Kernel requiring large number of parameters

Hi, I’m looking to convert a program to CUDA. I have a function that does a number of calculations based on a series of quite large data arrays and variables (some of which are changed during the calculation). All but one of these is available globally in my normal program and so the function has only one parameter.

What I want to do is make this function a kernel. What I would like to know is the best way to pass all of the information needed to the device for use by the kernel function. In particular I was wondering how parameters passed to the kernel directly are stored on the device and what sort of limit there is on this?

Thanks for any help.

All data that kernel is about to use must be put on the device. Basically, this can be done using cudaMalloc/cudaMemcpy (global memory). Look at the BlackScholes sample in the SDK - very simple but informative sample. You’ll see how to handle the input data set of any size on the arbitrary grid, coalesced memory access pattern and host<->device data transfer practice.

Also, for the constant data you may use constant memory (please, refer to the programming guide).

Hi. You will need to do a couple things.

  1. For each global array, you will need to allocate memory which resides on the actual GPU card. You will then need to copy the data from each array into the memory residing on the device.
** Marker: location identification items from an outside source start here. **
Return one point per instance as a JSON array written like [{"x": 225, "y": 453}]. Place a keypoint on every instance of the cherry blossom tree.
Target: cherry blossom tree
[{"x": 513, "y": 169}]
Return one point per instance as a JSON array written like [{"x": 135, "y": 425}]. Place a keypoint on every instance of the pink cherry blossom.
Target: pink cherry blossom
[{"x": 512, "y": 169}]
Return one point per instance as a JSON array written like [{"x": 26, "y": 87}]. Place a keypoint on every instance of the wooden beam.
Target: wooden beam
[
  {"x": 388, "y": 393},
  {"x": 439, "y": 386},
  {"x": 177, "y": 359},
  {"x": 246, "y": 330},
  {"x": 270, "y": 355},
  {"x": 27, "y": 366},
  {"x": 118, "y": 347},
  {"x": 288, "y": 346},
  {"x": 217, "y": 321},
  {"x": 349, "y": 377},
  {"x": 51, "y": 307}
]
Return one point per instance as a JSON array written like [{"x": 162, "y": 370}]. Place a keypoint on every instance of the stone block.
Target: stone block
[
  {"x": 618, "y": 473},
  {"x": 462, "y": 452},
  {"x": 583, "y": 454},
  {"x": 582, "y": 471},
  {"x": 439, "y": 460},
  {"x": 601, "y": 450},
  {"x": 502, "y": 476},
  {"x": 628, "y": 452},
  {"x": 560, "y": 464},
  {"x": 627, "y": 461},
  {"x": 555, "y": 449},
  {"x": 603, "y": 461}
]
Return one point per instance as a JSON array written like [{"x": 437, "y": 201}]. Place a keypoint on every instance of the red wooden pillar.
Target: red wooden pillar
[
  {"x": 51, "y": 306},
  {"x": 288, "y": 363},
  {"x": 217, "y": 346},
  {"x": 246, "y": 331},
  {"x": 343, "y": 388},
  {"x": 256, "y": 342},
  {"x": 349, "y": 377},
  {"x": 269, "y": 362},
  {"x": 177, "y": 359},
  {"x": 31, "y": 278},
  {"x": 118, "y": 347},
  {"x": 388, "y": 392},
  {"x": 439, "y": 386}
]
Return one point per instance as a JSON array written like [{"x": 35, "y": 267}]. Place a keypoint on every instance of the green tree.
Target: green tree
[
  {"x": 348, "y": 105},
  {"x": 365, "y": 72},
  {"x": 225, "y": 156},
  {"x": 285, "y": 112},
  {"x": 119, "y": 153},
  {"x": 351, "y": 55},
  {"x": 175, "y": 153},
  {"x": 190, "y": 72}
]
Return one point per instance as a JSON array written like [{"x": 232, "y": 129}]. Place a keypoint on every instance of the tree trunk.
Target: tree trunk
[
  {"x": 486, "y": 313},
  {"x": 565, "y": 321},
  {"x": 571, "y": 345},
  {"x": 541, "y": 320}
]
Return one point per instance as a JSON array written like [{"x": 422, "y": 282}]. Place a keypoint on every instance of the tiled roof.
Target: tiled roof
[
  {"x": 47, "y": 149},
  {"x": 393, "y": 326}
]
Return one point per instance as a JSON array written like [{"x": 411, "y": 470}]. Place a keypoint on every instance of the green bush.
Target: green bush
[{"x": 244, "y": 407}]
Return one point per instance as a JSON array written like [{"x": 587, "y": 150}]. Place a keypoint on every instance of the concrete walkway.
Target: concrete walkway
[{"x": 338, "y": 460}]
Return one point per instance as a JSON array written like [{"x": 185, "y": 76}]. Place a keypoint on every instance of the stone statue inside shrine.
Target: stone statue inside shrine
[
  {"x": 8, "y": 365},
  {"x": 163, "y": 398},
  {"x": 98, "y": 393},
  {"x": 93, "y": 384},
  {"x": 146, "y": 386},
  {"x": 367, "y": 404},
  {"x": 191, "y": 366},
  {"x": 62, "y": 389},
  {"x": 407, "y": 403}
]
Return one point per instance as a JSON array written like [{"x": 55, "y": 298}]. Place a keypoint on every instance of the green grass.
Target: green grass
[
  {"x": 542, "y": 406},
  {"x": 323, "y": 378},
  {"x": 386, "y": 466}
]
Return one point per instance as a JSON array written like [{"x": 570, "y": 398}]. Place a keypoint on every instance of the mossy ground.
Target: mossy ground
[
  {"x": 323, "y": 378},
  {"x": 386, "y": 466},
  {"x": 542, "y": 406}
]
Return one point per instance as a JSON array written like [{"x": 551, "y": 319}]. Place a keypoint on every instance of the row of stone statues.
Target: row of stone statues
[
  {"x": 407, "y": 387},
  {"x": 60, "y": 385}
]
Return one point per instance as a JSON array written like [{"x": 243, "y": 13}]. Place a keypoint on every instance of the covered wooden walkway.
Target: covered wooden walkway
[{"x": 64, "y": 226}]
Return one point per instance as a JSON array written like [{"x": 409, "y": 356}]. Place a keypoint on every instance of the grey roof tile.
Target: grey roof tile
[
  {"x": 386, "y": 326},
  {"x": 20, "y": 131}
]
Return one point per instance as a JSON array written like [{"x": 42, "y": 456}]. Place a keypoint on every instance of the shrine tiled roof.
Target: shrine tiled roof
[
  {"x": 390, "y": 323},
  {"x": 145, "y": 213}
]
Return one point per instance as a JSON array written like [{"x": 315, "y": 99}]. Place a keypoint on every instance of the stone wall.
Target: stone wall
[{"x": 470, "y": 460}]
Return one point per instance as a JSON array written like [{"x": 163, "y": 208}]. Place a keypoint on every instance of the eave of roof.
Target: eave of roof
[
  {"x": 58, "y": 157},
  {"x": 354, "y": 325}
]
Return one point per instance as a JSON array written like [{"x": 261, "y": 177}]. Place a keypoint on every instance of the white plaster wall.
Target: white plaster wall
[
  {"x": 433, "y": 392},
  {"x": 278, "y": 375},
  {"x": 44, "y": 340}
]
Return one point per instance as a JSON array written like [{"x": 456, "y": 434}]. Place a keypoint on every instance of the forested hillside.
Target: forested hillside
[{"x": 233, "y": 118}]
  2. You mentioned that you also use a couple global variables (I’m assuming they aren’t arrays). If the function does NOT need to change the variable, you do not need to copy the variable to device memory. Just include the variable as a parameter. However, if the function actually needs to change the variable, you will need to allocate memory on the device, and copy the variable to the allocated memory locations.

Okay, so now you have a bunch of arrays and variables which reside on the GPU card. Great! Now simply pass in the pointers which reside on the GPU card as normal parameters. The kernel can read from and write to the arrays just like in any C program.

The limit on this would be the amount of global memory your card has available. Unless you are working with verrrrry large arrays (or a large matrix more likely) you should be ok with the amount of global memory(not the quickest, but necessary for large matrices/very large arrays).

I would be careful with this. From what I’ve seen, function parameters are stored in shared memory or registers. If you need the shared memory space or registers, it might be better to use constant memory.

Function arguments are stored in shared memory, and are limited to 256 bytes.

Thanks for the replies everyone. They have been very helpful.

How is it possible to be stored in shared memory, since you allocate space in advance in global memory (with cudaMalloc)?

Maybe you guys have an answer to another related question of mine… take a look here if you want:

The pointer to global memory itself is stored in shared memory (since every thread needs to have access to that pointer).

I have a related question to this then. Do you get bank conflicts when reading function parameters?

No. Because all threads in a warp are reading the same argument at the same time the shared memory broadcast mechanism will be invoked.

I am also converting a program to run with CUDA and I have a question that is kind of related to this thread discussion.

I have a struct object I am passing to the kernel that is of decent size. I realized in the middle of design that many of the parameters within the struct will need to be updated on a per-thread basis.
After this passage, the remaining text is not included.